Requirement
Essential Cybersecurity Controls (ECC – 2 : 2024) - Control - 2-4-3 – The cybersecurity requirements for protecting the email service must include at the least the following:
Understanding the Requirement
This control requires that an organization's email service be protected by a defined set of technical and administrative measures that meet the listed objectives (2-4-3-1 through 2-4-3-5). In practice that means enforcing authenticated and encrypted delivery, preventing malware and phishing, controlling account and administrative access, monitoring and logging email activity, and ensuring continuity and recoverability. This guidance aligns with the Essential Cybersecurity Controls (ECC – 2 : 2024) framework and is intended to help SMBs implement the minimum practical protections for email which is a high-risk attack vector.
Technical Implementation
- Authenticate and encrypt email delivery: Publish and enforce SPF, DKIM, and DMARC for your domain to prevent spoofing; require TLS (opportunistic or mandatory where supported) for SMTP connections. For on-premises mail servers, enable and maintain valid certificates; for cloud providers, verify tenant-level TLS enforcement.
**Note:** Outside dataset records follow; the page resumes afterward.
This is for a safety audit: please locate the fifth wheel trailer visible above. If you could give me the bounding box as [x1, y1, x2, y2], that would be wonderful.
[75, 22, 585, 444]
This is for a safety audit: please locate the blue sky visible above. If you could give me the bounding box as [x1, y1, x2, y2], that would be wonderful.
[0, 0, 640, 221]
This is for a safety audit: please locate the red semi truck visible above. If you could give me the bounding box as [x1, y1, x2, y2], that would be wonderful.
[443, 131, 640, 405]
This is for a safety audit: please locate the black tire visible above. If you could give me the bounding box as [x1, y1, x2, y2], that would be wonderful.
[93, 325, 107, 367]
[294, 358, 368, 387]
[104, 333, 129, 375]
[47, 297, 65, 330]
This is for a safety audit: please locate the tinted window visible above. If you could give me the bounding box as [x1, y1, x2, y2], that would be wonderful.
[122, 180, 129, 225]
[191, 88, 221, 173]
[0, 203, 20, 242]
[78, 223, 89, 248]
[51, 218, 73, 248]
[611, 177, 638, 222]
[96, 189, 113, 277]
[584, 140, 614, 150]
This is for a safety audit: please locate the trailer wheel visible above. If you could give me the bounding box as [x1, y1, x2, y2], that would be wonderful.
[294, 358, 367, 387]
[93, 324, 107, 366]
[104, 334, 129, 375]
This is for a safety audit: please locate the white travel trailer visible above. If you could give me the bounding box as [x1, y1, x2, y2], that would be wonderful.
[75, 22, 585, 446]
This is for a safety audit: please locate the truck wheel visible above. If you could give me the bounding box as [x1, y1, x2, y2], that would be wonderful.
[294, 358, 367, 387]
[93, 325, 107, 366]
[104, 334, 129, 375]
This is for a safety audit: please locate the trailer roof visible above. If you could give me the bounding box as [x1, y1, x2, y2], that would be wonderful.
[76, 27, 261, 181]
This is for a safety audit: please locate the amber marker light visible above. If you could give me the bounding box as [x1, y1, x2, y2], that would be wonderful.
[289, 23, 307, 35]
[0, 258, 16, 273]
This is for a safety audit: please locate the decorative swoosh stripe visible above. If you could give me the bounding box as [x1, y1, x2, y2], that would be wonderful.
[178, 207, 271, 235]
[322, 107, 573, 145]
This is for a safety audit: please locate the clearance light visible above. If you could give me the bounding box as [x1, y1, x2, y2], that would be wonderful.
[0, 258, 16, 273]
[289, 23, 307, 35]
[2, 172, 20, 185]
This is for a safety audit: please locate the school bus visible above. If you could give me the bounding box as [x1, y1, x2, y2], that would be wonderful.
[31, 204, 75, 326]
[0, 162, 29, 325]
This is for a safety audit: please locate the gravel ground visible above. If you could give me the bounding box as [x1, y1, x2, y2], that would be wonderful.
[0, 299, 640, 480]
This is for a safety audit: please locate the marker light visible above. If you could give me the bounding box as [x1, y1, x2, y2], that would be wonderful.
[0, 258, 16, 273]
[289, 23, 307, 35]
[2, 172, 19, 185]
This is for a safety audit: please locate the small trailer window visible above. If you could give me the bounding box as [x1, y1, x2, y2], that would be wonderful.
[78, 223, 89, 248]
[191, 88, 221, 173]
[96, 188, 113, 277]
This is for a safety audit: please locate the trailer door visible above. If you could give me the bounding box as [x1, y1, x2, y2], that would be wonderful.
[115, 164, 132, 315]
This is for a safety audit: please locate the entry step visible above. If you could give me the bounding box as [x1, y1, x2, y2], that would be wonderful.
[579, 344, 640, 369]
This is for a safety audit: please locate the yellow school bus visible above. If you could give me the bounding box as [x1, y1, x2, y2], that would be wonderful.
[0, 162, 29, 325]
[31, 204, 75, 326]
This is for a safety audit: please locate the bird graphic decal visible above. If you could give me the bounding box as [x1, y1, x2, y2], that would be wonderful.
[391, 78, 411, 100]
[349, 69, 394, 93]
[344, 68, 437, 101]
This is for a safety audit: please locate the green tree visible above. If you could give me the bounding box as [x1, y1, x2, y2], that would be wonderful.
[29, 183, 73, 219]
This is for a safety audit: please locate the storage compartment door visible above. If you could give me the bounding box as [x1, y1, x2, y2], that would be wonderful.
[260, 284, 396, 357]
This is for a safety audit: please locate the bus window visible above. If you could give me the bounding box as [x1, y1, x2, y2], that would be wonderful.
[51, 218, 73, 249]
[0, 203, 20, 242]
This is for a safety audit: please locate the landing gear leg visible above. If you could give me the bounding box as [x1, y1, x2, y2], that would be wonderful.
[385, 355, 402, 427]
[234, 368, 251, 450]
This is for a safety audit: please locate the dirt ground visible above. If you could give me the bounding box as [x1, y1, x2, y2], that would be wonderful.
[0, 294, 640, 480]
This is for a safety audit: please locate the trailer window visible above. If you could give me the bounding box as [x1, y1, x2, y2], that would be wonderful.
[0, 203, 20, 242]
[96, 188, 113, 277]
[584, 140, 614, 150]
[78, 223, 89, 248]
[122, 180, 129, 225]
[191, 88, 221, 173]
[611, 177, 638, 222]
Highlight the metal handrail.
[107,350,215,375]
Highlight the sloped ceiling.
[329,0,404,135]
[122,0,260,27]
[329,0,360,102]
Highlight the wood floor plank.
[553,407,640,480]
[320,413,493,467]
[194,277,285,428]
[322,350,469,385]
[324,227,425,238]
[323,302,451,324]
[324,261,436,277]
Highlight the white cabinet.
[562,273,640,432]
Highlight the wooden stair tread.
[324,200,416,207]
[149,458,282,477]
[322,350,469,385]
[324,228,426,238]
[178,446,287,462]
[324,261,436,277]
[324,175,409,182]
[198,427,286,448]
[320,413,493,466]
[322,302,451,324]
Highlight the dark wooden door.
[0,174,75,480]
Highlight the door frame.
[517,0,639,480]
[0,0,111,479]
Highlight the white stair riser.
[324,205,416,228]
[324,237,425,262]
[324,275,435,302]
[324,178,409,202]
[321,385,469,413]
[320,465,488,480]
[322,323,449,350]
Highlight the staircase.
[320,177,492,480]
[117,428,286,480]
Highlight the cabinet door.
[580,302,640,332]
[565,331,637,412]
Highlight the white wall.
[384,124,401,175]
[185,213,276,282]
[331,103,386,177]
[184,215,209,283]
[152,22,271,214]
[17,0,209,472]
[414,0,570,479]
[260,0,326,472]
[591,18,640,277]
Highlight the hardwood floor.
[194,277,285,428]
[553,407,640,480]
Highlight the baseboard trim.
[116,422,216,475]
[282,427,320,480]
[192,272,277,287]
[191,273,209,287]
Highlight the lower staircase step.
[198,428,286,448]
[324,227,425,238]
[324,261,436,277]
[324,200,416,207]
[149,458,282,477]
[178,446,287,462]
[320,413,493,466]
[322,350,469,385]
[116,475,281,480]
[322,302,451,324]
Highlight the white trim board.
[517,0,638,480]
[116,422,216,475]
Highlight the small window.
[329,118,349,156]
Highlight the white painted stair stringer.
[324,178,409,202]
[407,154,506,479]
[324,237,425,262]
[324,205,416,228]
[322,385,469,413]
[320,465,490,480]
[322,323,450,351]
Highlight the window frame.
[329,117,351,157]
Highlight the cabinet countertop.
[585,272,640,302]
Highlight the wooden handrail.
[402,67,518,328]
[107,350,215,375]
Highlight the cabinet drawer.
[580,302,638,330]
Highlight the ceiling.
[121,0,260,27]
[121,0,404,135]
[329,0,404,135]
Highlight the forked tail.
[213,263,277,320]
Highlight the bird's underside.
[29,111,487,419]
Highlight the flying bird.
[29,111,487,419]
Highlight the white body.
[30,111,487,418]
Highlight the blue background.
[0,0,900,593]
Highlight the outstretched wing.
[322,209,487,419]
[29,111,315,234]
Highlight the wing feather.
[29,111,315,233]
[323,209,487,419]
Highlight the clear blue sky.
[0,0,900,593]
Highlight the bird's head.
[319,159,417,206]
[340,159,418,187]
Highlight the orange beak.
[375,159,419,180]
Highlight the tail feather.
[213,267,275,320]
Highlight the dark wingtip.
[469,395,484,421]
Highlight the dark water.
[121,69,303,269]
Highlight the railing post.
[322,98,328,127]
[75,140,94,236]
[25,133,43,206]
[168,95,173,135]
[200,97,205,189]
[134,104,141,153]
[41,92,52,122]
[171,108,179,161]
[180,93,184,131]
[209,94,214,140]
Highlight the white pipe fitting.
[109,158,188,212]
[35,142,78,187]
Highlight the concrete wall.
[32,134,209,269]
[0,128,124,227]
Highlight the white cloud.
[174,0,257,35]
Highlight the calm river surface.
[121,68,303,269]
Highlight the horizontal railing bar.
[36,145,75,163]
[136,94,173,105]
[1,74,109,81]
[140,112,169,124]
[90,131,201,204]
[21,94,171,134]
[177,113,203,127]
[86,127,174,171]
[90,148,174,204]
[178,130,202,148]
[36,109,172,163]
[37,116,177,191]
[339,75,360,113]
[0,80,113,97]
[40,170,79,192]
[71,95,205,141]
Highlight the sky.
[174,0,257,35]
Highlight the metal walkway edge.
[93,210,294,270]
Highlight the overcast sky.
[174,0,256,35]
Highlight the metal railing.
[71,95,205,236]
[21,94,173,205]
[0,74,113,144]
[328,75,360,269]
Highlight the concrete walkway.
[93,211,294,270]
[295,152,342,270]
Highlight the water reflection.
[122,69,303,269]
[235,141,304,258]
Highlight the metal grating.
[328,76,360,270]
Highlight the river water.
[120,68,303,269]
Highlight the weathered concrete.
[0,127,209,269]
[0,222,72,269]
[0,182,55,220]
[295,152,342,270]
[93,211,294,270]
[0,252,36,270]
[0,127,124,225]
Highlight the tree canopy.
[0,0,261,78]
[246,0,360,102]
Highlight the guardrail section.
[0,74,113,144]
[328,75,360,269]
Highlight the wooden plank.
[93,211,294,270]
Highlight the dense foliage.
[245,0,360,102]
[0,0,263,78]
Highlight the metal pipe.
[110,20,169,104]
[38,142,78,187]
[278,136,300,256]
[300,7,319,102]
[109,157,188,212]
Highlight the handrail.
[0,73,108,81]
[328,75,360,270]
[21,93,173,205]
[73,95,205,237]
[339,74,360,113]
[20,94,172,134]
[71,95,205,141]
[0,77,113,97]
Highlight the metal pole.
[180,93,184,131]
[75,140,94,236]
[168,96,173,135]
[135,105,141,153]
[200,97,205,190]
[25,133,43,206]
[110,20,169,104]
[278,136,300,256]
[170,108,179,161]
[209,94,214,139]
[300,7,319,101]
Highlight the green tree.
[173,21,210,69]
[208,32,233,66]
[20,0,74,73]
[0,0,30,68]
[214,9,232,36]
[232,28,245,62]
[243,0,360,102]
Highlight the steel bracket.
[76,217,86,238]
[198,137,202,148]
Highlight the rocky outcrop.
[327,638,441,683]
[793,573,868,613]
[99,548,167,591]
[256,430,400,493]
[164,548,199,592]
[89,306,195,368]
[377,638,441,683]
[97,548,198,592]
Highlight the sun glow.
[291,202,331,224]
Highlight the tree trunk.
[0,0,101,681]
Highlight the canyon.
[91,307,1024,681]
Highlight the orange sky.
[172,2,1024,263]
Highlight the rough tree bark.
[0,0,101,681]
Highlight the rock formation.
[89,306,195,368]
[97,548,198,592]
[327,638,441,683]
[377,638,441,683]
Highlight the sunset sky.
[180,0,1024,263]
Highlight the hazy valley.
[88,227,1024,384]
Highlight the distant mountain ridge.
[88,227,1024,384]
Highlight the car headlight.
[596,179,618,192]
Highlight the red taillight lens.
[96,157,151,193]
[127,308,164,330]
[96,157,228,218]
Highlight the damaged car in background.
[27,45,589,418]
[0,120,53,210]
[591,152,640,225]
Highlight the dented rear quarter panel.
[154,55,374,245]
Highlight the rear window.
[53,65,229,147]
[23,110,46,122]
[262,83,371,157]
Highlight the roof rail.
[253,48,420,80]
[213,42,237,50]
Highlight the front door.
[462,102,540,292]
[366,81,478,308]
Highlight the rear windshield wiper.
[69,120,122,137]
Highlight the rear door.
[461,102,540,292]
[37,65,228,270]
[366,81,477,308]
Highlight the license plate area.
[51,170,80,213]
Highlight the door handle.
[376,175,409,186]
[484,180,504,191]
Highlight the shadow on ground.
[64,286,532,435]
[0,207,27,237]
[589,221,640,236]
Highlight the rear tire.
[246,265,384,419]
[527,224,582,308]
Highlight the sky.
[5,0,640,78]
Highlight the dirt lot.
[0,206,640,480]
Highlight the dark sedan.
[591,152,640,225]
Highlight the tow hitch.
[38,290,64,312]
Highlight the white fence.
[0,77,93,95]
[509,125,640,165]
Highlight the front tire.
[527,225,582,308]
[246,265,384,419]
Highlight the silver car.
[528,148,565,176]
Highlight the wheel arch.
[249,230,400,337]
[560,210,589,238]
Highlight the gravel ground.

- Deploy layered filtering and malware protection: Use an inbound email filtering service (gateway or cloud provider features) that performs real-time URL and attachment scanning, sandboxing for suspicious attachments, and reputation checks. Configure quarantine and automated actions for high-risk messages and tune false-positive thresholds periodically.
- Restrict and protect accounts: Enforce multi-factor authentication for all email accounts and require strong password policies. Apply least privilege to admin accounts (separate admin identities, use role-based access), and disable legacy/weak authentication protocols (e.g., basic auth) where feasible.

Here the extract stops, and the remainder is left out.